Tuesday, 17 June 2014

Joint Oireachtas Committee on Jobs, Enterprise and Innovation

Business Growth and Job Creation in Town and Village Centres: Discussion

1:50 pm

Mr. Bob Parker:

I thank the joint committee for giving me the opportunity to come before it. For fear of repeating what members have already heard, Mr. Sealey and I, more often than not, are in great competition on a weekly basis for a share of the consumer spend, but we agree on many things. Without repeating verbatim what he eloquently said, the sector is about giving consumers choice, having a blend of retailers available for them from which to choose and giving them a reason to get out of their armchairs and stop doing what they normally do, that is, shopping on the Internet or ordering over the telephone and travel into city and town centres. In order to get them to travel there must be a reason. City and town centres must be clean, safe and provide a choice and the right blend of services, be it retail stores or restaurants. As store director in the iconic Clerys, we are at the very front in seeing where that happens, but, more importantly, where it does not. My plea is for a complementary approach to regenerating town and city centres. We compete with each other day in, day out and may the best man win. However, we need a complementary approach to everything ranging from ease of usage, cost of parking, choice of retailers to the environment. Let us look at O'Connell Street, for example. It has a very cold environment and I do not see a café culture or a reason to dwell in the area. I do not see a reason for tourists to leave their hotels and stop on the street to take stock of its beautiful architecture, history and culture and then decide who will get their tourism euro. We seek a level playing field, a complementary approach and a safe environment.

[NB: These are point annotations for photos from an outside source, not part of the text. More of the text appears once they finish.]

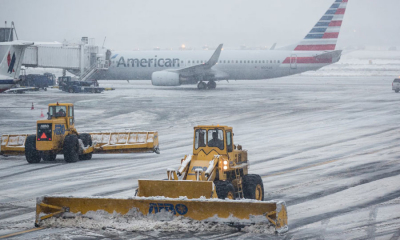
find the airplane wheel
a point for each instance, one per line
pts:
(202, 85)
(211, 85)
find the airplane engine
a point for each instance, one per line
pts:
(163, 78)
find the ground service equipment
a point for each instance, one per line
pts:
(57, 135)
(212, 185)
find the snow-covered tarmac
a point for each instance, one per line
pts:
(328, 146)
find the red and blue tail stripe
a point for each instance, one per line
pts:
(324, 35)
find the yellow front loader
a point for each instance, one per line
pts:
(213, 184)
(57, 135)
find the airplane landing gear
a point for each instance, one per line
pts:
(211, 85)
(202, 85)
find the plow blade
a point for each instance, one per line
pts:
(110, 142)
(238, 213)
(13, 144)
(125, 142)
(175, 189)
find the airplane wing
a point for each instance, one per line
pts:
(201, 69)
(21, 90)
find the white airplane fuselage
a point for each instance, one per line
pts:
(232, 64)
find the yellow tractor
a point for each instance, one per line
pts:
(215, 160)
(57, 135)
(211, 186)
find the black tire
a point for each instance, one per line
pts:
(225, 189)
(253, 187)
(49, 157)
(87, 141)
(31, 154)
(71, 148)
(211, 85)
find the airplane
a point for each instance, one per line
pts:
(174, 68)
(10, 65)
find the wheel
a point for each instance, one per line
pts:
(87, 141)
(253, 187)
(201, 85)
(211, 85)
(71, 148)
(31, 154)
(49, 157)
(225, 189)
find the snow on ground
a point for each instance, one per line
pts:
(326, 144)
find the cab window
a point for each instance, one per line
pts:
(71, 115)
(57, 111)
(200, 139)
(229, 144)
(216, 138)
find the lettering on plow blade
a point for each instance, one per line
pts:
(178, 208)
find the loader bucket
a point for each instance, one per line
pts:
(13, 144)
(175, 189)
(237, 213)
(125, 142)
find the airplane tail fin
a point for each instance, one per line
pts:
(324, 35)
(11, 63)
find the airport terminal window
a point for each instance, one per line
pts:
(200, 139)
(216, 138)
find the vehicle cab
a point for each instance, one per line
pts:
(59, 123)
(396, 85)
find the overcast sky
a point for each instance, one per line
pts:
(145, 24)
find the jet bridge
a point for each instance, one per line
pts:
(83, 59)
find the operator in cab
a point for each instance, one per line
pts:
(215, 141)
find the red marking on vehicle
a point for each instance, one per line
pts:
(340, 11)
(305, 60)
(335, 24)
(315, 47)
(330, 35)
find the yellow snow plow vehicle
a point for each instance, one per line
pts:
(212, 185)
(57, 135)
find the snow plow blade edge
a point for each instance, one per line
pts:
(238, 213)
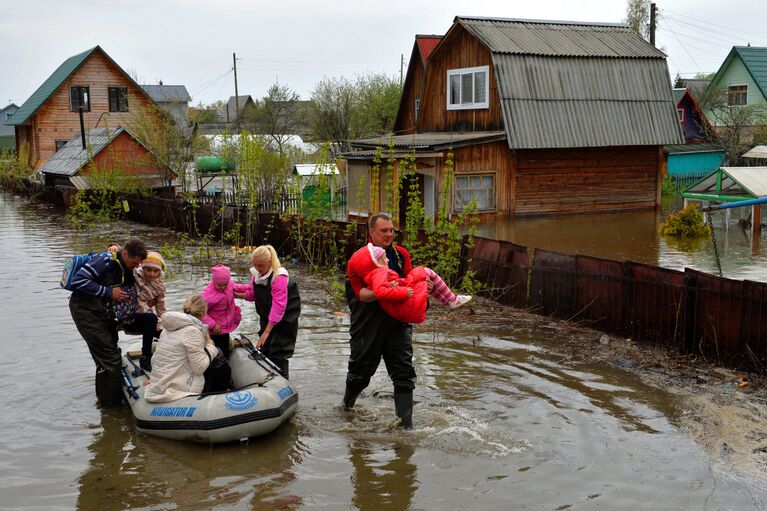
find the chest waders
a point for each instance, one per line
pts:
(281, 343)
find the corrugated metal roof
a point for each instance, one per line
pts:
(564, 102)
(167, 93)
(426, 44)
(48, 87)
(759, 151)
(558, 38)
(68, 160)
(429, 141)
(735, 181)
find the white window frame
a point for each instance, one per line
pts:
(468, 176)
(466, 105)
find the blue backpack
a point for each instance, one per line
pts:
(73, 265)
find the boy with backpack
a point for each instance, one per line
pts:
(98, 285)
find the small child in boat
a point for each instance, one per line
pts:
(223, 315)
(404, 299)
(151, 305)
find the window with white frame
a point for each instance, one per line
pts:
(737, 95)
(468, 88)
(479, 187)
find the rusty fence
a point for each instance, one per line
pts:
(687, 311)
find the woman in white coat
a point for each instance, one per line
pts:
(181, 363)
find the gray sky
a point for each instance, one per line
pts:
(190, 42)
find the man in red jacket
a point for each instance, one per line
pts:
(375, 334)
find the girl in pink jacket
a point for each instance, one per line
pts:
(223, 315)
(278, 305)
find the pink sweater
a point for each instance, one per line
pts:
(279, 293)
(221, 308)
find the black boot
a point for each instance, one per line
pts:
(352, 392)
(403, 407)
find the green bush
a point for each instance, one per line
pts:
(687, 223)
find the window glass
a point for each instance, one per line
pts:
(455, 89)
(479, 87)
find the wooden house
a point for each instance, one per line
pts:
(410, 102)
(91, 80)
(106, 153)
(540, 117)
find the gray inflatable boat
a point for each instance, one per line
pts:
(260, 401)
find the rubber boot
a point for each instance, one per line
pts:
(352, 392)
(403, 407)
(109, 388)
(283, 364)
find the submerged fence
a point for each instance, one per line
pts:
(688, 311)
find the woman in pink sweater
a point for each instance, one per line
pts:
(278, 306)
(223, 315)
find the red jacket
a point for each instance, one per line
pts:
(393, 300)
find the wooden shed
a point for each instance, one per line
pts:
(583, 111)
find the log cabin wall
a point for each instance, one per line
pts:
(126, 156)
(458, 49)
(550, 181)
(54, 120)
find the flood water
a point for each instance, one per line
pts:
(502, 421)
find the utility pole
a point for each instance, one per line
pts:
(237, 95)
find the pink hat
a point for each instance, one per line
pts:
(375, 252)
(221, 274)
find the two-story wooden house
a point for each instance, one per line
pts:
(541, 117)
(109, 97)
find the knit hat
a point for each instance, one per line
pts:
(375, 252)
(221, 274)
(154, 260)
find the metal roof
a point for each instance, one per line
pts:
(167, 93)
(68, 160)
(48, 87)
(565, 102)
(312, 169)
(759, 151)
(558, 38)
(736, 182)
(428, 141)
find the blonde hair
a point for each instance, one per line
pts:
(195, 306)
(267, 252)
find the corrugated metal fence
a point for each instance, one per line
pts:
(687, 311)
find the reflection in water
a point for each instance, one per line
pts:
(130, 470)
(383, 477)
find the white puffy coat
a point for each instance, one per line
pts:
(180, 360)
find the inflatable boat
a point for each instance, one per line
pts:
(260, 400)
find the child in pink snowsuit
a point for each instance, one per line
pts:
(223, 315)
(404, 299)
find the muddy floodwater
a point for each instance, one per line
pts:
(502, 420)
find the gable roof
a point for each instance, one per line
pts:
(755, 61)
(573, 84)
(55, 81)
(167, 93)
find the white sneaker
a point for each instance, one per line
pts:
(459, 300)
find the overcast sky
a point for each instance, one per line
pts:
(190, 42)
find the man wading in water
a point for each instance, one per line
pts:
(375, 334)
(95, 286)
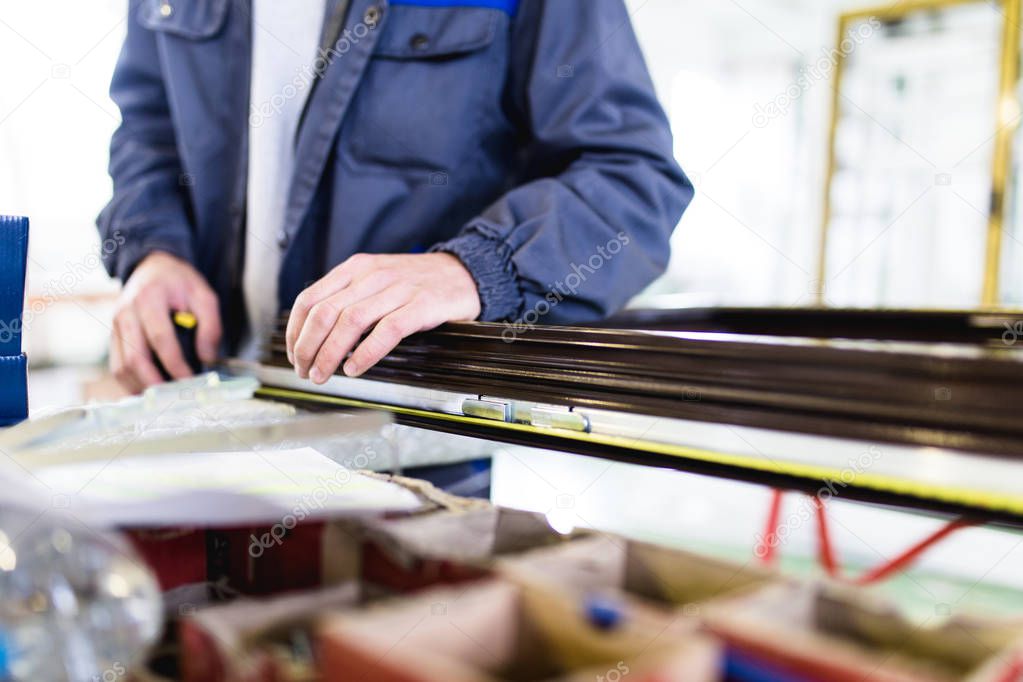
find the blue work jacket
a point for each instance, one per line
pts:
(522, 136)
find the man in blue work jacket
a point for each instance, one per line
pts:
(380, 168)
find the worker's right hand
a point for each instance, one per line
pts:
(160, 285)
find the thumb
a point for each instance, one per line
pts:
(206, 307)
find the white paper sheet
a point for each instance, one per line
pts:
(220, 489)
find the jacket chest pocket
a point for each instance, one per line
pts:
(427, 89)
(191, 19)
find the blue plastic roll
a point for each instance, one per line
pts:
(13, 373)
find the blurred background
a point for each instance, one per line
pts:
(749, 87)
(877, 193)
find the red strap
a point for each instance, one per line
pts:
(826, 552)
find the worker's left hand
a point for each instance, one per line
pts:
(393, 296)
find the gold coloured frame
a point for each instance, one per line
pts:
(1007, 121)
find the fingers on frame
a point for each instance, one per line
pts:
(352, 324)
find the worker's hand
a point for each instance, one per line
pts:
(160, 285)
(393, 296)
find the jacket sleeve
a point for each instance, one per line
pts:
(591, 227)
(147, 211)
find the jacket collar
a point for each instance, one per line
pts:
(342, 69)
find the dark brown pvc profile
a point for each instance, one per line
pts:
(878, 378)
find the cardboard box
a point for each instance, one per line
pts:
(496, 630)
(834, 632)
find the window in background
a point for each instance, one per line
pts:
(55, 124)
(912, 185)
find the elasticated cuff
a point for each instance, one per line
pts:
(489, 262)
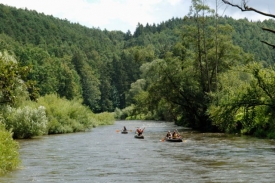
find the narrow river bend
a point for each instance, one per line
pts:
(104, 155)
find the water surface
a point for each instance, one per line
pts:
(104, 155)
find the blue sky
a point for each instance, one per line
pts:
(124, 15)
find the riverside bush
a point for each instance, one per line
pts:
(67, 116)
(9, 156)
(25, 122)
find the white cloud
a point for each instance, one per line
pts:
(120, 14)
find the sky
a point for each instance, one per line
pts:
(125, 15)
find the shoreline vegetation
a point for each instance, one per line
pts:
(57, 77)
(49, 115)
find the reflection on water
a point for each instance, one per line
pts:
(104, 155)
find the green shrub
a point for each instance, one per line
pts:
(67, 116)
(9, 156)
(25, 122)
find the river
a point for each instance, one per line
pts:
(105, 155)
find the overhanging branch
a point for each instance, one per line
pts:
(244, 7)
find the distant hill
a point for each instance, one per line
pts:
(99, 65)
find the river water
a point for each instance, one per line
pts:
(105, 155)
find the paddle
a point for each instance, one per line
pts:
(122, 130)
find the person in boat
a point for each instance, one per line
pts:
(140, 131)
(175, 135)
(169, 135)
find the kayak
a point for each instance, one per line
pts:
(174, 140)
(139, 136)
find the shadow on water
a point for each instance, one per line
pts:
(105, 155)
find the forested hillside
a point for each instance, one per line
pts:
(158, 72)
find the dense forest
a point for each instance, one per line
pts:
(198, 71)
(203, 71)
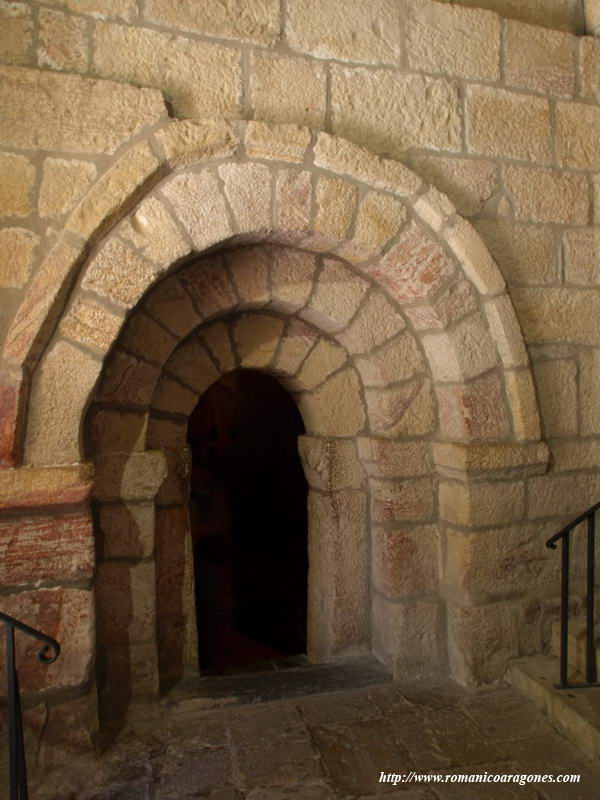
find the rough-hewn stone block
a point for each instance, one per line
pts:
(257, 21)
(287, 89)
(542, 195)
(200, 78)
(353, 32)
(63, 185)
(507, 124)
(540, 59)
(452, 40)
(64, 112)
(63, 41)
(391, 112)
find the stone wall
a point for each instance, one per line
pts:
(497, 114)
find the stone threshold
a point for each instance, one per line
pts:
(574, 712)
(265, 686)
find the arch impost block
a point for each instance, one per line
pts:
(490, 460)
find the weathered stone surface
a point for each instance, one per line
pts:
(415, 267)
(256, 337)
(398, 360)
(336, 298)
(540, 59)
(113, 431)
(17, 248)
(17, 183)
(558, 315)
(126, 602)
(91, 324)
(152, 230)
(116, 186)
(248, 189)
(379, 218)
(45, 487)
(356, 32)
(199, 204)
(401, 501)
(589, 67)
(335, 204)
(458, 300)
(249, 267)
(335, 408)
(292, 276)
(541, 195)
(526, 254)
(287, 89)
(296, 342)
(128, 380)
(293, 200)
(59, 395)
(325, 357)
(556, 383)
(172, 306)
(576, 134)
(258, 22)
(561, 14)
(452, 40)
(337, 611)
(200, 78)
(118, 273)
(66, 615)
(476, 409)
(581, 254)
(330, 464)
(64, 112)
(589, 374)
(382, 458)
(407, 409)
(16, 27)
(191, 365)
(209, 286)
(218, 341)
(390, 112)
(376, 321)
(40, 547)
(186, 142)
(468, 182)
(472, 505)
(63, 41)
(129, 476)
(276, 142)
(172, 397)
(347, 158)
(63, 185)
(143, 337)
(408, 628)
(405, 560)
(507, 124)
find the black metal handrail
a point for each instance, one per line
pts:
(17, 762)
(591, 667)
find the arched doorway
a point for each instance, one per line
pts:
(248, 521)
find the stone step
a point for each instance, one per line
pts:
(574, 712)
(577, 643)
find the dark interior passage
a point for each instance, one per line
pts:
(249, 522)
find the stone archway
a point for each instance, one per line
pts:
(386, 247)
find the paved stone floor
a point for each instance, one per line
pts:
(334, 746)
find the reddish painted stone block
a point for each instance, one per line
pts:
(42, 547)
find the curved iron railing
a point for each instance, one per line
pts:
(591, 668)
(48, 653)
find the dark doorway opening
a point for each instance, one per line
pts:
(248, 513)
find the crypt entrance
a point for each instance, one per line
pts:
(248, 523)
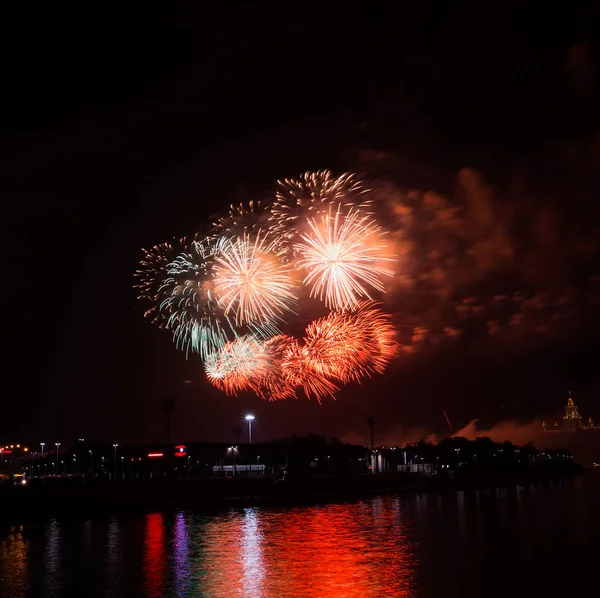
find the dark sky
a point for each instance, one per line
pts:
(478, 129)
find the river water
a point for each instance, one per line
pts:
(539, 540)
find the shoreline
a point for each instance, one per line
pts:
(57, 498)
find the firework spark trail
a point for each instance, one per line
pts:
(297, 369)
(224, 297)
(241, 219)
(269, 383)
(376, 325)
(151, 275)
(312, 193)
(194, 315)
(342, 255)
(233, 367)
(338, 347)
(251, 281)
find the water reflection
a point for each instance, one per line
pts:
(53, 576)
(503, 542)
(251, 554)
(181, 556)
(154, 557)
(14, 570)
(113, 556)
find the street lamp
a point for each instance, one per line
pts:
(115, 463)
(249, 419)
(57, 444)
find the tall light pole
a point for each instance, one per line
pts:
(57, 444)
(115, 463)
(249, 419)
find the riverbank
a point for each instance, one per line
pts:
(56, 496)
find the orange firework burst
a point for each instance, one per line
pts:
(298, 370)
(234, 367)
(251, 281)
(376, 326)
(270, 384)
(343, 255)
(338, 347)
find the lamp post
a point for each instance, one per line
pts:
(57, 444)
(115, 463)
(249, 419)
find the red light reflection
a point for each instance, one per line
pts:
(154, 557)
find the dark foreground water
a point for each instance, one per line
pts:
(541, 540)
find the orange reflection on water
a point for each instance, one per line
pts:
(14, 572)
(342, 550)
(154, 555)
(360, 549)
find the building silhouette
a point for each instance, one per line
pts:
(571, 421)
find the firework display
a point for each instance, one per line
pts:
(231, 296)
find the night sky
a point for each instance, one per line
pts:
(477, 128)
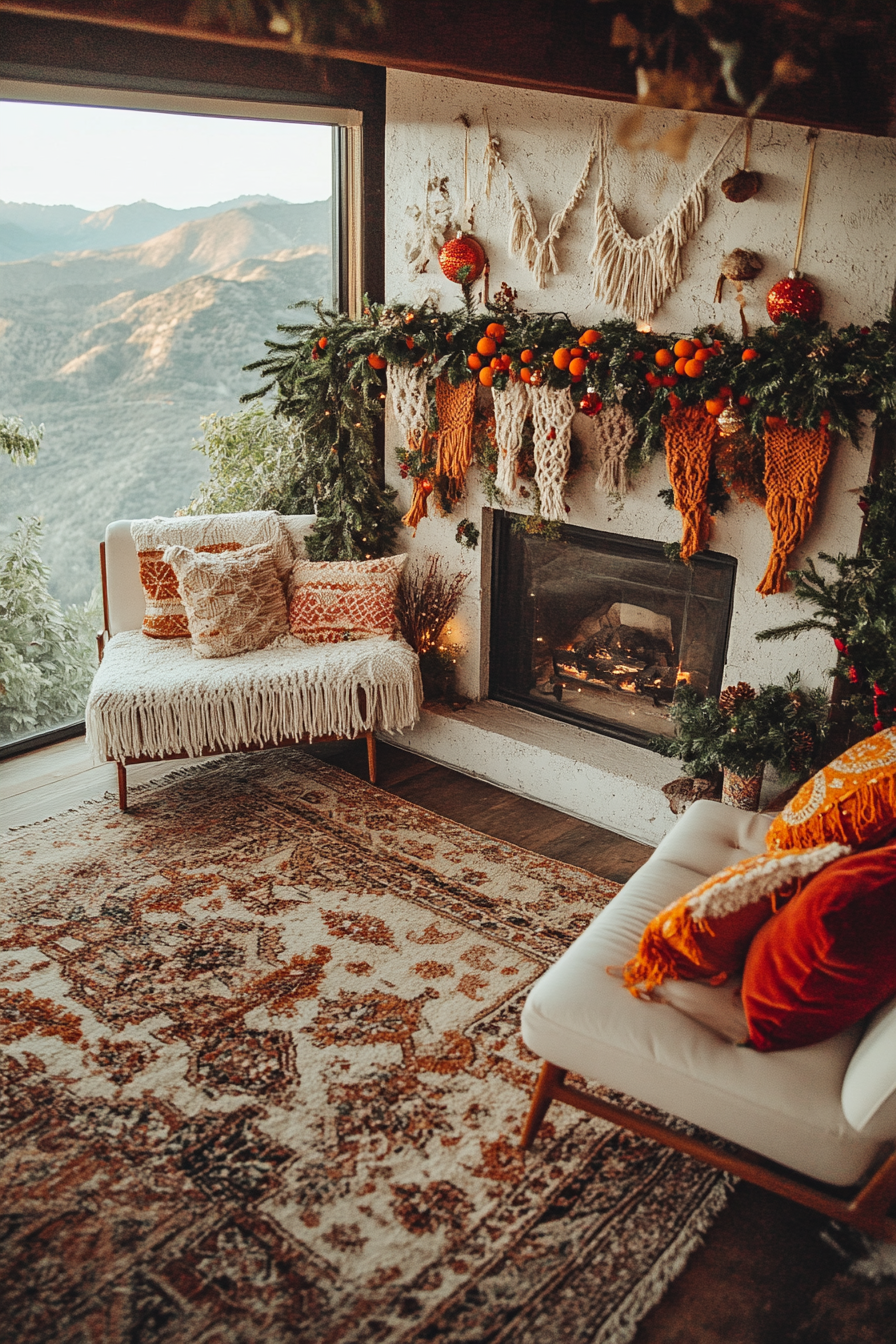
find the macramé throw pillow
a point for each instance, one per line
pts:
(331, 601)
(234, 601)
(826, 960)
(705, 934)
(852, 800)
(212, 534)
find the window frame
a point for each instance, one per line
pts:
(173, 97)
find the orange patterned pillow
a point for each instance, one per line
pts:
(343, 600)
(212, 534)
(852, 800)
(707, 933)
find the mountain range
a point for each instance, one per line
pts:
(118, 348)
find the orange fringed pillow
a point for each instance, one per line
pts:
(707, 933)
(852, 800)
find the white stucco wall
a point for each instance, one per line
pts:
(849, 252)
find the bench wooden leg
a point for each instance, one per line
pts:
(542, 1098)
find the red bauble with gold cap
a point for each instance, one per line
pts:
(793, 297)
(462, 260)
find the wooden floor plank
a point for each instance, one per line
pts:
(61, 777)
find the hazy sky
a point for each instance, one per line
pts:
(53, 155)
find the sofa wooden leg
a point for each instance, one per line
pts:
(550, 1077)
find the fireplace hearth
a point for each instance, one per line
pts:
(599, 629)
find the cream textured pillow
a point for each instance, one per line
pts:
(234, 600)
(214, 532)
(331, 601)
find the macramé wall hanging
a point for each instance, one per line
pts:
(634, 274)
(538, 253)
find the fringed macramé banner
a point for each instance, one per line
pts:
(634, 274)
(538, 254)
(794, 463)
(689, 432)
(511, 409)
(552, 411)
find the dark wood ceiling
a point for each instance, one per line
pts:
(821, 62)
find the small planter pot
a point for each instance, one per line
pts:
(742, 790)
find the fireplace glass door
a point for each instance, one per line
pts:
(599, 629)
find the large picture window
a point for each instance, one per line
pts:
(148, 246)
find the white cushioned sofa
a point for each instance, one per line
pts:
(826, 1113)
(152, 699)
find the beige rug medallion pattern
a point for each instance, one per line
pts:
(262, 1081)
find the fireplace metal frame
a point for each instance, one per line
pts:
(601, 542)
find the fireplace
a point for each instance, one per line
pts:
(599, 629)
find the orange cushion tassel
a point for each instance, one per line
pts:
(794, 461)
(689, 433)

I must give credit where credit is due. There have been a number of policing initiatives such as Operation Stilts and Operation Spire. My colleagues in the store and I have felt much safer in the environment because the initiatives deal with anti-social behaviour and substance abuse, etc. However, I fear that the measures have displaced the individuals concerned and that Mr. Sealey can now feel some of the impact on the southside. However, credit where credit is due, the operations have made O'Connell Street a safer place to visit and in which to trade. However, there is still a perception that the O'Connell Street area is a very unsafe place to visit. Statistics from the surveys conducted by Your Dublin, Your Voice indicate that one in every three people do not find the area to be a safe place in whcih to shop during daylight hours, while two out of every three do not feel safe in the area at dusk and night time. Even as late as last Saturday night we had a very serious incident under the clock at Clerys in which two tourists were assaulted and needed to be hospitalised.

I thank the committee for its time. I hope I have reinforced the points I needed to make. Mr. Sealey is not on his own in his comments on rates. Clerys does not seek a rate reduction either, but it does want value for money.